Progress on Mortgage Regulations

January 10, 2013

New York Times Editorial

The Consumer Financial Protection Bureau has issued long-awaited rules on mortgage lending that should help protect home buyers and the global financial system from a repeat of the subprime disaster. But the rules, which were announced on Thursday and go into effect next year, include some features that could hurt lower-income borrowers.

Predatory lending was a leading cause of the housing bubble, the spike in foreclosures and the failure of large financial institutions. It saddled borrowers with too much debt and left investors with big losses. Congress created the consumer bureau in large part to make sure all that never happened again.

The rules the bureau enacted, which will be supplemented by regulations by the Federal Reserve and other agencies, create a new category of loans called “qualified mortgages” that cannot include certain dangerous features like interest-only payments or negative amortization, which means that the amount owed increases over time. The rules also limit fees and penalties. Lenders would also have to thoroughly vet the finances of borrowers and make sure they spend no more than 43 percent of their pretax income on loan payments.
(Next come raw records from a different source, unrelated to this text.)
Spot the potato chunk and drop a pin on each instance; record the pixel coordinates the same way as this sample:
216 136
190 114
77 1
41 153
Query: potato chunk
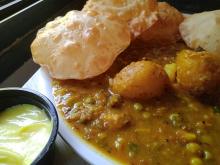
140 80
198 72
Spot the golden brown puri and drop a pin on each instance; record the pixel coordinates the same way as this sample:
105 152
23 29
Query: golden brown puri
139 14
79 45
202 30
140 80
166 29
198 72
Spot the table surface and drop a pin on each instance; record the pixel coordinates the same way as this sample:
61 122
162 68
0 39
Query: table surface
64 154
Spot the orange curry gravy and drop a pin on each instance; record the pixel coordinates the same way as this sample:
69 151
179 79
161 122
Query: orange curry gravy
173 129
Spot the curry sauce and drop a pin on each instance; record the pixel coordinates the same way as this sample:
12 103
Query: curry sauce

But some rules, including the 43 percent limit, are not sufficiently protective. While a family that earns $100,000 could deal with payments at that level, a family earning $50,000 probably could not. The bureau could have used a percentage range that varied depending on families’ disposable incomes. Another rule gives lenders a “safe harbor,” or immunity, from certain lawsuits for certain qualified mortgages. It would have been more sound to give borrowers a right to sue if they proved that the lender did not properly take into account their ability to repay the loan.

Officials say these new rules should help invigorate the mortgage market by assuring investors that the loans they buy from banks are sound. Right now, most investors are only willing to buy mortgages guaranteed by the government. It is too early to say whether the rules will have that effect. What is clear, however, is that other regulators can build on the progress the bureau has made while adding protections for borrowers.